Madison Parish (French: Paroisse de Madison) is a parish located on the northeastern border of the U.S. state of Louisiana, in the delta lowlands along the Mississippi River. As of the 2020 census, the population was 10,017. Its parish seat is Tallulah. The parish was formed in 1839.

With a history of cotton plantations and pecan farms, the parish economy continues to be primarily agricultural. It has a majority African-American population. For years a ferry connected Delta, Louisiana (and traffic from the parish) to Vicksburg, Mississippi. The Vicksburg Bridge now carries U.S. Route 80 and Interstate 20 across the river into Madison Parish.

History

Prehistory

Madison Parish was the home to many succeeding Native American groups in the thousands of years before European settlement.

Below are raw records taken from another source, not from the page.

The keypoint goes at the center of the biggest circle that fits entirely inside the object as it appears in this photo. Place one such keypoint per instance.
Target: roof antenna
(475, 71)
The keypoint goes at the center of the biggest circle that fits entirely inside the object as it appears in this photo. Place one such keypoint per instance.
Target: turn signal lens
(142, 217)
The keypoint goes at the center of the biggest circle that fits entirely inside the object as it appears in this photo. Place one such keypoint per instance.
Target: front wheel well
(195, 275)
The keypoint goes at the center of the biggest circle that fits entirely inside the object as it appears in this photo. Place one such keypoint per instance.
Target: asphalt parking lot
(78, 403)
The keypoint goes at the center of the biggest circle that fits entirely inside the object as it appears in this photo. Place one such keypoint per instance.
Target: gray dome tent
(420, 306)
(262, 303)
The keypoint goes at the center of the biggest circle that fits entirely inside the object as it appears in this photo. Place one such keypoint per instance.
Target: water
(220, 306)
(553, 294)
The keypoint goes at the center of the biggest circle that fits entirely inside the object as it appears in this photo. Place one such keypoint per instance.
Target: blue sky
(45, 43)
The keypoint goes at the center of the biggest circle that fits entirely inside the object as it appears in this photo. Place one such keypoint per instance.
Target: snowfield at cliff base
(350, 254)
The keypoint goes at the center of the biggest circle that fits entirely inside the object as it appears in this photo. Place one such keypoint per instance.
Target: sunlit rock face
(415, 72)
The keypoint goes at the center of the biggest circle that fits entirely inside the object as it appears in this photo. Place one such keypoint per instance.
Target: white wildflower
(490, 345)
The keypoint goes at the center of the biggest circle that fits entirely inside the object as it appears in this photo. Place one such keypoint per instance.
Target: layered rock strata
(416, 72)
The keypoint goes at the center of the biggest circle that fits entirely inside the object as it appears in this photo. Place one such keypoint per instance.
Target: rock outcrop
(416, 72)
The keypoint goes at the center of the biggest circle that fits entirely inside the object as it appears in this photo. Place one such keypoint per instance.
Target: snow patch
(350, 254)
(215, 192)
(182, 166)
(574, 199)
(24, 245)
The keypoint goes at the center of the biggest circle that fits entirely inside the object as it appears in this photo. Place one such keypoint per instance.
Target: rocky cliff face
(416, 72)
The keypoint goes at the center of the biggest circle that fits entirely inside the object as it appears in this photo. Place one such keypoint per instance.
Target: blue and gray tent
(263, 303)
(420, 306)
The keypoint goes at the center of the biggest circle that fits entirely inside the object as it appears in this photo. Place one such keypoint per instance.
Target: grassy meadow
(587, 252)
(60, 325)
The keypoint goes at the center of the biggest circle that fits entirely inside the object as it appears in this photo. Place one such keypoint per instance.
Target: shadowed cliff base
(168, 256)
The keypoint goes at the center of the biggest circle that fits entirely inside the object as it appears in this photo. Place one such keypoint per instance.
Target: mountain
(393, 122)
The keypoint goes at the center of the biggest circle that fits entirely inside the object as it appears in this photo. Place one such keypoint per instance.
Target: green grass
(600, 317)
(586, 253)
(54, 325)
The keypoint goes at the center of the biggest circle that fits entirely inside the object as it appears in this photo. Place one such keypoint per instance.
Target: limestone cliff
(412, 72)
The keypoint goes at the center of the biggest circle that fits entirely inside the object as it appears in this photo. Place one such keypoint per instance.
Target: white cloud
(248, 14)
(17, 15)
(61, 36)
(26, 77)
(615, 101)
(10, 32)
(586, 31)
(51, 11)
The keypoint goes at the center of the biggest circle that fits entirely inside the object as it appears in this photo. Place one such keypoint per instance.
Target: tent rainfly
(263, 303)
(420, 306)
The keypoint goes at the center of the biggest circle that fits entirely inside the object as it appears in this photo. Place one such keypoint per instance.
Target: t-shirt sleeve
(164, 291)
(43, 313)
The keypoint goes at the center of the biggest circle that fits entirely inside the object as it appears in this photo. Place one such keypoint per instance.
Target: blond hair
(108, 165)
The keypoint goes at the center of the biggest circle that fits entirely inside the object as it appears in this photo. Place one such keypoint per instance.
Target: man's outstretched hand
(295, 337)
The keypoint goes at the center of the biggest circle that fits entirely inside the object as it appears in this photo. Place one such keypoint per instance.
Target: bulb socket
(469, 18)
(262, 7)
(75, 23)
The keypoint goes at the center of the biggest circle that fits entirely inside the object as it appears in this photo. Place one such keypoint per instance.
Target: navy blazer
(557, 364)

Peoples of the Marksville culture, Troyville culture, Coles Creek culture and Plaquemine culture built villages and earthwork mound complexes throughout the area. Notable examples include the Fitzhugh Mounds and the Raffman site.

Historic tribes which were encountered by European colonists include the Taensa and Natchez peoples, who both spoke the Natchez language.

European settlement to present

The parish is named for former U.S. President James Madison. As was typical of northern areas of Louisiana, and especially along the Mississippi River, it was developed for cotton agriculture on large plantations worked by large groups of enslaved African Americans.

Following the Reconstruction era and during the Jim Crow era, white Democrats across the state violently suppressed black voting, which was for Republican candidates, and civil rights. Twelve blacks were lynched in Madison Parish from 1877 to 1950, most near the turn of the 20th century when social and economic tensions were the highest. In addition, in July 1899 five immigrant Sicilian grocers were lynched by whites in Tallulah, the parish seat, for failing to observe Jim Crow customs of serving whites before blacks and because they were competing with locals with their stores.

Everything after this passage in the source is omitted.